Christian, et tout le monde ? Oui, le capucin levrait être là. S’il ne revient pas, tout sera manqué ; qui pourra chanter comme lui : « Buvons ! buvons ! buvons ! » Il n’y en a pas un dans tout Bergzabern… dans tout Bergzabern ? allons donc, il n’y en a pas un dans tout le pays, dans tout l’univers !… Ah ! s’il revenait... tout serait en ordre. »

Et ses yeux se tournaient involontairement vers la porte des Trabans ; il exhalait de longs soupirs.
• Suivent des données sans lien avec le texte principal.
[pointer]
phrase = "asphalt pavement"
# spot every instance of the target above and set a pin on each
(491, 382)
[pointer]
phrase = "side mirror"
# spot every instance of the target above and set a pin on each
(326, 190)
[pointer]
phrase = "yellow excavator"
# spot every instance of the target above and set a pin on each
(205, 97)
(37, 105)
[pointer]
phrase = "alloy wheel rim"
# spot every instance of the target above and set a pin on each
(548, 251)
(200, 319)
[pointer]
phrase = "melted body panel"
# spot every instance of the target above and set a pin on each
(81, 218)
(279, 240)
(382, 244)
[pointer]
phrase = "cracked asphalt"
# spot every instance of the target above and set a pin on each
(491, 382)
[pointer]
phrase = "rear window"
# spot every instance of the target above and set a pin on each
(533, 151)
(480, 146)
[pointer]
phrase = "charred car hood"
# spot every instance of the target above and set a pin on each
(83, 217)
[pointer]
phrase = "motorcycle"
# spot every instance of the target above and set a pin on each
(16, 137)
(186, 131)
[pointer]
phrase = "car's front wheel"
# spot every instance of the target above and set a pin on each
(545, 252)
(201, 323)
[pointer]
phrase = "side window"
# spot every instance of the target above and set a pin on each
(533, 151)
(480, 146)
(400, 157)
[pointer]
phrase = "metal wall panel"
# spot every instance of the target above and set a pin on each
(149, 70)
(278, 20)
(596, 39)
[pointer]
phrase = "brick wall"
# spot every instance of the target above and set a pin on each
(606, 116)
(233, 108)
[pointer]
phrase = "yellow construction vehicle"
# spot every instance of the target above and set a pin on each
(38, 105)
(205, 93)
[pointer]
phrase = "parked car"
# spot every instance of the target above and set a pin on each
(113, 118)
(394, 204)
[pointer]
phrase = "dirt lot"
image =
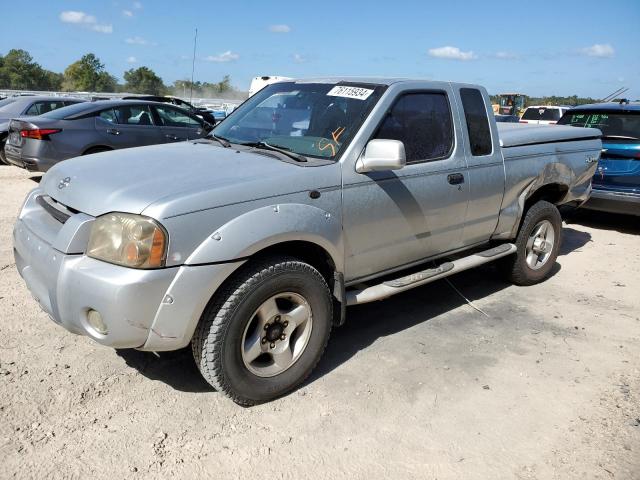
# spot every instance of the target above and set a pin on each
(546, 386)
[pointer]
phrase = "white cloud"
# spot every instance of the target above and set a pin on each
(279, 28)
(86, 20)
(227, 56)
(451, 53)
(138, 41)
(600, 50)
(506, 55)
(71, 16)
(102, 28)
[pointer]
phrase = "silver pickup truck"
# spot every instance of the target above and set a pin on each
(312, 196)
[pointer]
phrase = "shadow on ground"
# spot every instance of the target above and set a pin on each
(603, 220)
(365, 324)
(176, 369)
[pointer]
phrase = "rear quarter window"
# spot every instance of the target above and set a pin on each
(475, 114)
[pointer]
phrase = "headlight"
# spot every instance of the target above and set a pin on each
(128, 240)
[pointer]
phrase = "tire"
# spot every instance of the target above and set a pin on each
(518, 267)
(233, 318)
(97, 150)
(3, 158)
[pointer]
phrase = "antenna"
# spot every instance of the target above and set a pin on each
(193, 64)
(612, 95)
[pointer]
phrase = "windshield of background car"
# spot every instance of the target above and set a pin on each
(6, 102)
(71, 110)
(311, 119)
(12, 107)
(541, 113)
(625, 125)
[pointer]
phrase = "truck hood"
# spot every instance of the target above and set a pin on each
(175, 178)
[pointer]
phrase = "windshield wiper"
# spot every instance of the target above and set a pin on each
(619, 137)
(282, 150)
(221, 140)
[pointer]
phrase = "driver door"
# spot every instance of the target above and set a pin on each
(395, 218)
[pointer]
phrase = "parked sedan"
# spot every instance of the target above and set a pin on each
(206, 114)
(15, 107)
(616, 183)
(38, 143)
(543, 114)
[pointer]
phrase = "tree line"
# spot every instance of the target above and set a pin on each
(19, 71)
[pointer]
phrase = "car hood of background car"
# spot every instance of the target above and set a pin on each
(175, 179)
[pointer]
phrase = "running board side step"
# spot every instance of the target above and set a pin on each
(391, 287)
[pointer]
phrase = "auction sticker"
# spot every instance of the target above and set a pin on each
(350, 92)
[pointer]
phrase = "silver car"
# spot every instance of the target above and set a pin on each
(14, 107)
(38, 143)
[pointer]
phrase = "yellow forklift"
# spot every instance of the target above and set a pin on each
(510, 104)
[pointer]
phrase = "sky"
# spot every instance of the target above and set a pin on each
(561, 47)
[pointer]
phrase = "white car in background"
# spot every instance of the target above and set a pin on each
(543, 114)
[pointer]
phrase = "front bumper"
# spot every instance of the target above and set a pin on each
(146, 309)
(613, 202)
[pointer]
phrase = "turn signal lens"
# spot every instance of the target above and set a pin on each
(129, 240)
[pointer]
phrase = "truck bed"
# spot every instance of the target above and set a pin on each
(516, 135)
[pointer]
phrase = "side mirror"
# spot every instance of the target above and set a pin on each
(380, 155)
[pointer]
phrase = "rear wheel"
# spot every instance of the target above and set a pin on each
(538, 243)
(263, 333)
(3, 158)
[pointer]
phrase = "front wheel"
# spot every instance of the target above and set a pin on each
(265, 331)
(538, 243)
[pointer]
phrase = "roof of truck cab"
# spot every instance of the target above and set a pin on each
(610, 106)
(373, 80)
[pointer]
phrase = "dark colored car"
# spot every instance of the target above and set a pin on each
(616, 183)
(21, 106)
(38, 143)
(206, 114)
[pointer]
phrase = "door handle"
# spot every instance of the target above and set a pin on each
(455, 178)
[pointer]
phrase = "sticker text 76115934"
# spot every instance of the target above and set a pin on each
(350, 92)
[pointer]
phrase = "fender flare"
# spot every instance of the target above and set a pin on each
(264, 227)
(553, 174)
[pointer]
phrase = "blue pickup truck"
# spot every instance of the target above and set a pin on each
(616, 182)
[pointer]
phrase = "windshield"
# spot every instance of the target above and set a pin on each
(625, 125)
(541, 113)
(311, 119)
(66, 112)
(11, 106)
(6, 101)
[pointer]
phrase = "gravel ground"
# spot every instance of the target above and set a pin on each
(546, 385)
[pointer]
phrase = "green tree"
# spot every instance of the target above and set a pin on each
(88, 74)
(18, 71)
(143, 80)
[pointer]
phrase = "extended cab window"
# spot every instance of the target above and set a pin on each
(133, 115)
(475, 114)
(422, 121)
(173, 117)
(38, 108)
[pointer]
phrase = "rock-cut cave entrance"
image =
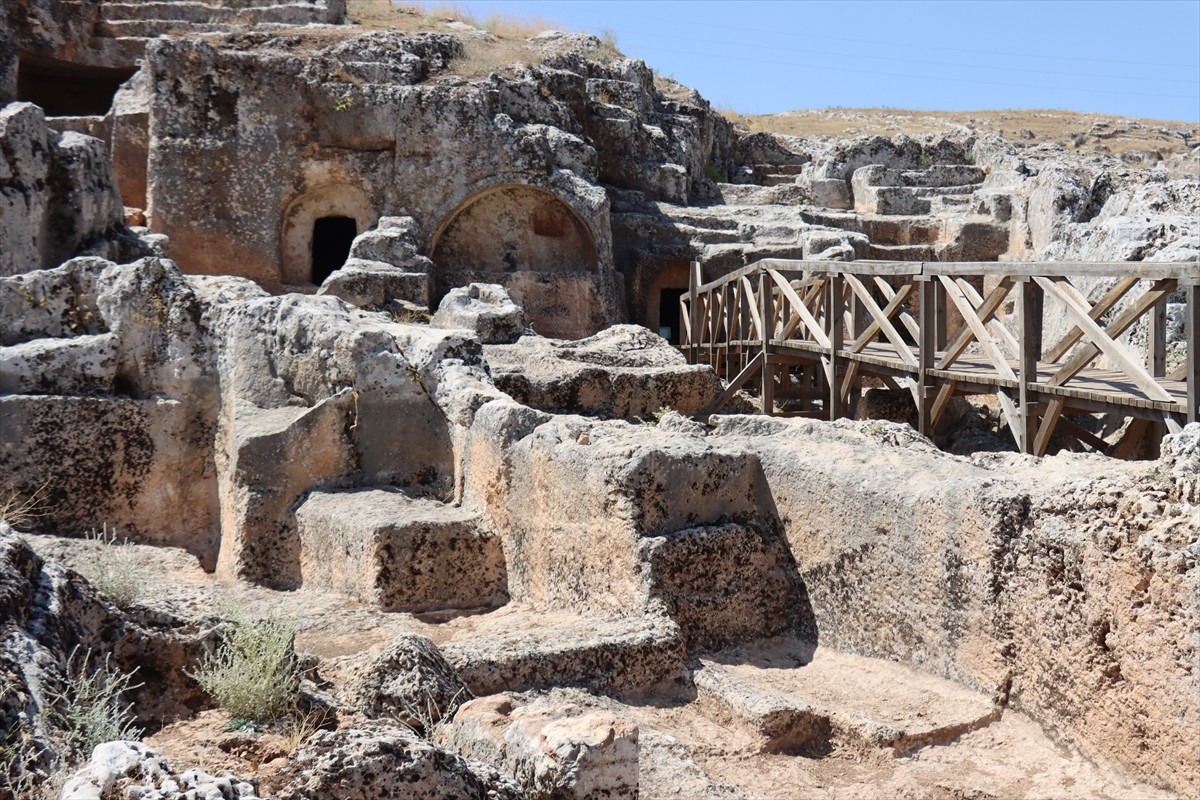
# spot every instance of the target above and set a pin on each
(670, 320)
(65, 89)
(660, 312)
(331, 239)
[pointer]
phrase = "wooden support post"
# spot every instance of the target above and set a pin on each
(940, 337)
(1031, 350)
(927, 352)
(767, 312)
(1156, 340)
(1193, 335)
(834, 319)
(694, 280)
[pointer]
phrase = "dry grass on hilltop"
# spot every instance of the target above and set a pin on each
(1101, 133)
(490, 44)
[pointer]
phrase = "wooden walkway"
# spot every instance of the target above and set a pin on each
(808, 334)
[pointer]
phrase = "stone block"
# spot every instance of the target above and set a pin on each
(399, 553)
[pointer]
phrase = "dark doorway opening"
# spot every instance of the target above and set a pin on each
(331, 239)
(669, 314)
(69, 89)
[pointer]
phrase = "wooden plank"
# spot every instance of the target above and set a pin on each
(834, 318)
(694, 278)
(767, 388)
(1012, 417)
(1125, 320)
(905, 317)
(1030, 323)
(997, 328)
(1192, 372)
(810, 294)
(1049, 421)
(1102, 307)
(732, 388)
(801, 308)
(882, 320)
(943, 398)
(982, 335)
(729, 277)
(847, 385)
(994, 301)
(873, 329)
(1181, 270)
(927, 350)
(1099, 338)
(1084, 434)
(858, 266)
(1156, 340)
(1129, 440)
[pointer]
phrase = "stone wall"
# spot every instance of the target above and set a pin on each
(58, 193)
(1057, 585)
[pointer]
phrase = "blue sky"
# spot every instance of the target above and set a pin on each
(1131, 59)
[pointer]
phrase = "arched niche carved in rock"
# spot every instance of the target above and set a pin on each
(661, 310)
(514, 228)
(328, 202)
Cependant le moment de la fête approchait ; de grandes rumeurs s’élevaient par toute la ville ; la foule, hommes, femmes, enfants, pêle-mêle, riant, chantant, sifflant, remontait en tumulte de la place des Halles et des Vieilles-Boucheries, et se précipitait vers la voûte de l’antique synagogue ; et le tambour du watch-mann Purrhus, se rapprochant de seconde en seconde, marquait la mesure de cette marche colossale. Il y avait des cris, des grognements, des hurlements, des murmures, des éclats de rire et des clameurs étranges, inouïes, mais toujours le pan, pan, pan du tambour dominait le bruit, comme à la danse des ours.

Toutes les tables alors étaient prêtes ; la mère Grédel, Hâfenkouker, Christian et Fridoline rentrèrent à la taverne, où se trouvaient déjà réunis bon nombre des amis du Jambon de Mayence : Toubac, Hans Aden, Trievel Rasimus, Paulus Borbès, Bével Henné, sans parler du bourgmestre Omacht, du conseiller Baltzer et d’une quantité d’autres personnages de la ville.